C# vs C++: The mythical "twice as efficient" application - skrebbel
http://www.neowin.net/forum/index.php?automodule=blog&blogid=460&showentry=3973

======
matthewinrw
It's obvious the author doesn't work with market data. Those "mythical"
applications are all running wall street. You won't find a single matching
engine written in C# these days.

The short answer is that SRAM is faster than DRAM, and you can be a lot
stingier with memory in C++ and hence fit more into the fast type of RAM.

Stack-based allocation is not by any means an "advanced" technique, and is the
absolute fastest form of memory management, full stop. It can deallocate an
arbitrary number of objects in a single assembly instruction. Good C++ makes
extensive use of the stack for this reason.

Stack allocated objects are densely packed into the L1 cache, making them
faster than objects from an allocator which might spray them over the address
space in suboptimal scenarios.

This absolute control over how memory is being used, (_when_ done well) is the
difference between "gee that's pretty fast" and "wow".

------
facorreia
One of Sutter's argument is that C++ is more cost-efficient in a data center
due to lower energy costs.

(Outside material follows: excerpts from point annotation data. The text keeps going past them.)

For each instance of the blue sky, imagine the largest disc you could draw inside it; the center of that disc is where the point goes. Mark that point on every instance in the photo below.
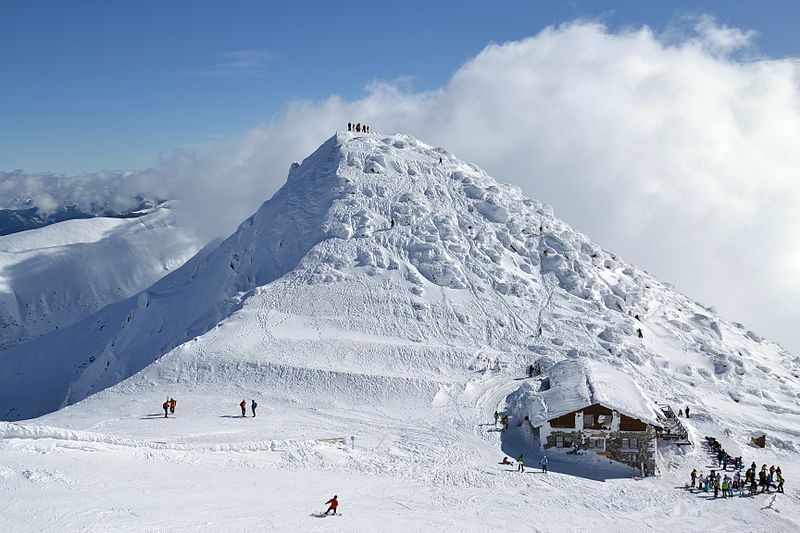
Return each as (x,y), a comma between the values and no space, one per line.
(105,84)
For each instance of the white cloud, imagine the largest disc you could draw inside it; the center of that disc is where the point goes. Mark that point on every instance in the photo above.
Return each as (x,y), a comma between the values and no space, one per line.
(674,152)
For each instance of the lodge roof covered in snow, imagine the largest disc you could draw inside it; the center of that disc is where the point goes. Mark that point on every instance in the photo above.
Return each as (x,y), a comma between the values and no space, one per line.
(579,383)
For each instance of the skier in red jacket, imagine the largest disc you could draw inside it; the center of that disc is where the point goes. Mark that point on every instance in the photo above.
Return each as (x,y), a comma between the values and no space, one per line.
(334,504)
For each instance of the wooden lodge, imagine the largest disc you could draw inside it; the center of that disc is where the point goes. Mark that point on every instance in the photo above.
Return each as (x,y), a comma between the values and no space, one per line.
(588,407)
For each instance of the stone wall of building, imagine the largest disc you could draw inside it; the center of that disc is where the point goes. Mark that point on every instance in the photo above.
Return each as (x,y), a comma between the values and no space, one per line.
(643,454)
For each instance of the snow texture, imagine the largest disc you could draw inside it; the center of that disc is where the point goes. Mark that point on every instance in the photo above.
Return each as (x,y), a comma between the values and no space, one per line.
(383,296)
(53,276)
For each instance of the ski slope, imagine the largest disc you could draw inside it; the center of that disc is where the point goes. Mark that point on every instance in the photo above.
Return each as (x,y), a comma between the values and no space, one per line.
(385,296)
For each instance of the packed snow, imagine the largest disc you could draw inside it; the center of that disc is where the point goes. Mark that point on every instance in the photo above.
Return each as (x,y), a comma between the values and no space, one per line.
(379,308)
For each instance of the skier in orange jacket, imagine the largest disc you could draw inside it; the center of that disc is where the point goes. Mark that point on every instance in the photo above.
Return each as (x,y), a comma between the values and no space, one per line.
(334,504)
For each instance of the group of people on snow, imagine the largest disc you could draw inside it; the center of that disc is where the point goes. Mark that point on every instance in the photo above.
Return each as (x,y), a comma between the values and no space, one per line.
(716,482)
(253,405)
(361,128)
(170,403)
(521,463)
(169,406)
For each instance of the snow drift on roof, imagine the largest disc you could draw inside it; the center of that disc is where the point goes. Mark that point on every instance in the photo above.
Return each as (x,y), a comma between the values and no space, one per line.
(581,382)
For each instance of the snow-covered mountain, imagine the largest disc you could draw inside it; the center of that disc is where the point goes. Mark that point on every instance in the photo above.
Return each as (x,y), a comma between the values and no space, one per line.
(30,201)
(396,294)
(56,275)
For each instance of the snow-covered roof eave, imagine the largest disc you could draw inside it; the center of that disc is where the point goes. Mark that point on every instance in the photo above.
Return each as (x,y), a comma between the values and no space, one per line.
(580,383)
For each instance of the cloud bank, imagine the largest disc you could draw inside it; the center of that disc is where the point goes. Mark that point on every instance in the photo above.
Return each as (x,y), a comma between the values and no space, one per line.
(676,150)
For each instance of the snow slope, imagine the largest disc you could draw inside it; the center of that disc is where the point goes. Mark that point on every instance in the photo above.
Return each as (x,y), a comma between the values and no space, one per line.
(382,295)
(53,276)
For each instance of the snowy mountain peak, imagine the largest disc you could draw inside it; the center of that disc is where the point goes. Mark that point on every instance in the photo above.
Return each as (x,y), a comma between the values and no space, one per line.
(388,270)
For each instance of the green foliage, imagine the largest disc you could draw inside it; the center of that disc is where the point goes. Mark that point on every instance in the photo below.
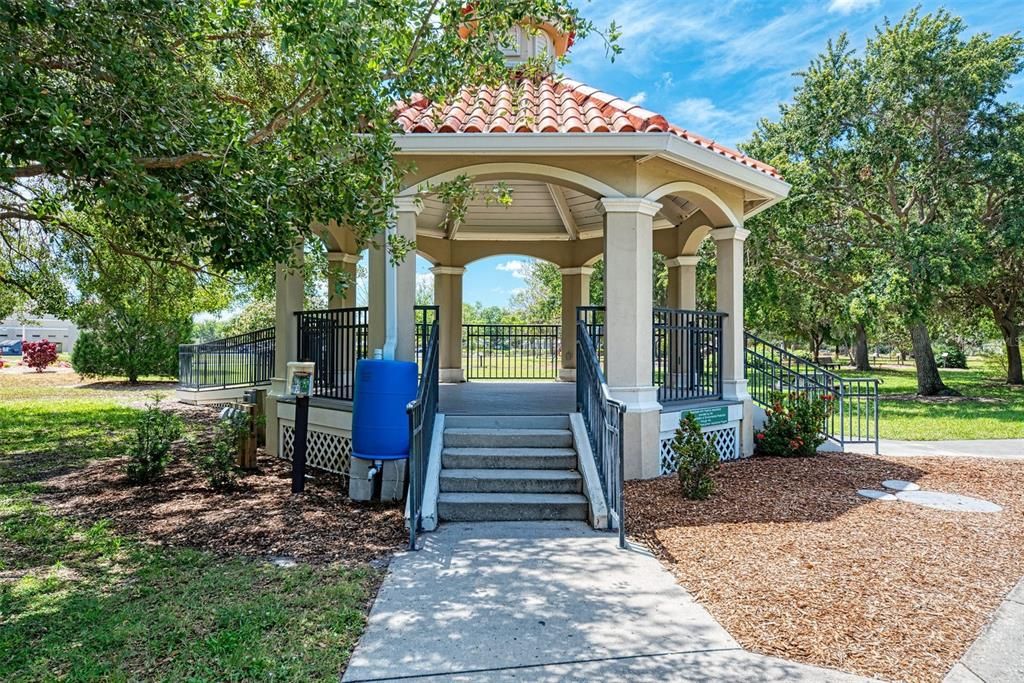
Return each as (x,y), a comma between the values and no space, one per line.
(954,357)
(150,450)
(899,158)
(216,459)
(694,459)
(794,424)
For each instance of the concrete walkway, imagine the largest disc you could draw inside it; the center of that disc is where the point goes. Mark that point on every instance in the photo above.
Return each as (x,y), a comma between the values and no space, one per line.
(1012,449)
(997,655)
(547,601)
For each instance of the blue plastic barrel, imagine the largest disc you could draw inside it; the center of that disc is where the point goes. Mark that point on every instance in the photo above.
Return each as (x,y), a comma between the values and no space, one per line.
(380,424)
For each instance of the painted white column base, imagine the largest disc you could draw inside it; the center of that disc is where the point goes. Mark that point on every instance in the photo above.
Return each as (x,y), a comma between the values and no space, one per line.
(452,375)
(361,488)
(641,431)
(736,390)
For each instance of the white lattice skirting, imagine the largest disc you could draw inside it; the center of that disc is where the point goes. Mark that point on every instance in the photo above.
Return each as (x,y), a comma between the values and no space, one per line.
(325,450)
(725,438)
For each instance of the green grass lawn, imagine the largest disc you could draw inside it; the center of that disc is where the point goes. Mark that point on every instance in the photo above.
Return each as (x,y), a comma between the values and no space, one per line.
(990,408)
(80,602)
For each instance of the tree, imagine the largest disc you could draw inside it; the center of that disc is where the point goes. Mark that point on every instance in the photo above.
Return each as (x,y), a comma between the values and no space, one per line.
(207,134)
(891,144)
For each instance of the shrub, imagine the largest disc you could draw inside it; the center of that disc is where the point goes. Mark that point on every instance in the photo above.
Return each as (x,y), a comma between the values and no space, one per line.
(794,425)
(694,459)
(39,355)
(151,450)
(217,460)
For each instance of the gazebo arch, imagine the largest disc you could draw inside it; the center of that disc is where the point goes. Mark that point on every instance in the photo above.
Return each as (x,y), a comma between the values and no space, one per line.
(710,203)
(519,170)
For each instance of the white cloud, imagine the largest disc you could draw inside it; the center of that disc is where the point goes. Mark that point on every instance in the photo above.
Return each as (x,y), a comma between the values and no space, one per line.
(850,6)
(515,267)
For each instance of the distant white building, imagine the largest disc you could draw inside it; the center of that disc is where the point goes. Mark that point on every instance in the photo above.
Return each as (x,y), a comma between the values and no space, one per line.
(36,328)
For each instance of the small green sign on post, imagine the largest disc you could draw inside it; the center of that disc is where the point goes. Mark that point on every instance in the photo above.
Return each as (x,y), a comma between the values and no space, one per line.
(711,416)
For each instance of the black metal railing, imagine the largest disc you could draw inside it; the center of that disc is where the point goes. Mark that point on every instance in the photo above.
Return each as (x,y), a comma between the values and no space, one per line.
(603,417)
(334,339)
(771,370)
(422,412)
(593,318)
(686,348)
(687,354)
(511,351)
(425,317)
(244,359)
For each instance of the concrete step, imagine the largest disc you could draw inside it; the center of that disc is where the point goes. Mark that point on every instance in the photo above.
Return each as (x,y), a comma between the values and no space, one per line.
(509,459)
(469,437)
(508,421)
(510,507)
(511,481)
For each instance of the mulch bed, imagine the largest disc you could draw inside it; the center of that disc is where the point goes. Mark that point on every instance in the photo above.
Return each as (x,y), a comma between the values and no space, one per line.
(795,564)
(260,518)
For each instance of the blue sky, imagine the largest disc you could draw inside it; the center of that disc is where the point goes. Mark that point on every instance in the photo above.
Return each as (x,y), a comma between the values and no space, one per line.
(718,68)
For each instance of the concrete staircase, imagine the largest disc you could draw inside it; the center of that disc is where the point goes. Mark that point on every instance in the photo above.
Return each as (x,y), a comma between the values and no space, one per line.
(497,468)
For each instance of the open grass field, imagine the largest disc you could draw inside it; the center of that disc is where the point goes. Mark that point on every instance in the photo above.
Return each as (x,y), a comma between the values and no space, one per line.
(87,599)
(988,409)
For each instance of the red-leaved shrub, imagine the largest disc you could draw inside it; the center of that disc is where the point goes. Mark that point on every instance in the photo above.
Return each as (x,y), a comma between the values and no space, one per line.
(39,355)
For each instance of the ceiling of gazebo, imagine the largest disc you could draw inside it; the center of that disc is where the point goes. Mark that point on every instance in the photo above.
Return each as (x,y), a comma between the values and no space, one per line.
(539,212)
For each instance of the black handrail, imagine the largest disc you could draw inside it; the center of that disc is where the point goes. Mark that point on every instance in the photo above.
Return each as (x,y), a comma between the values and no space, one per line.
(603,417)
(244,359)
(772,370)
(422,412)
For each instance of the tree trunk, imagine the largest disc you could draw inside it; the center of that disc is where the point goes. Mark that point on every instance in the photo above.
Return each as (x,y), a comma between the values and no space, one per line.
(929,381)
(1012,337)
(861,358)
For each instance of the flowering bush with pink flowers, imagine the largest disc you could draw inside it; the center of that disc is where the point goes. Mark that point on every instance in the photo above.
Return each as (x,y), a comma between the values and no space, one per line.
(795,423)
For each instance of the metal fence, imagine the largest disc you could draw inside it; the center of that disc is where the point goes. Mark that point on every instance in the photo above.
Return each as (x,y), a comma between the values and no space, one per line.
(240,360)
(687,354)
(603,418)
(511,351)
(771,370)
(422,412)
(334,339)
(686,350)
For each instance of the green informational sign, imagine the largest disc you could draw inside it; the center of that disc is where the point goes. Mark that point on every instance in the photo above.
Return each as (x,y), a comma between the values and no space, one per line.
(711,416)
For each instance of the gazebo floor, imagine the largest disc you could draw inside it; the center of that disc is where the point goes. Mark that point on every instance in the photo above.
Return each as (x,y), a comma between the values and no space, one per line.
(508,398)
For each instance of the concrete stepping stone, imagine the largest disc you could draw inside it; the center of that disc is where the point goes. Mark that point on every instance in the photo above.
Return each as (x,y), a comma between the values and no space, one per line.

Yet, I haven't heard of many SaaS applications
developed in C++. The Rails-style "just throw more servers at it" way is still
very popular (which Sutter mentions as optimizing for programmer
productivity).

I suppose for startups the answer is to eschew premature optimization (for
cost) and get the MVP done as quickly as possible (optimizing for programmer
productivity). And, if and when demand requires, invest enough to optimize the
bottlenecks.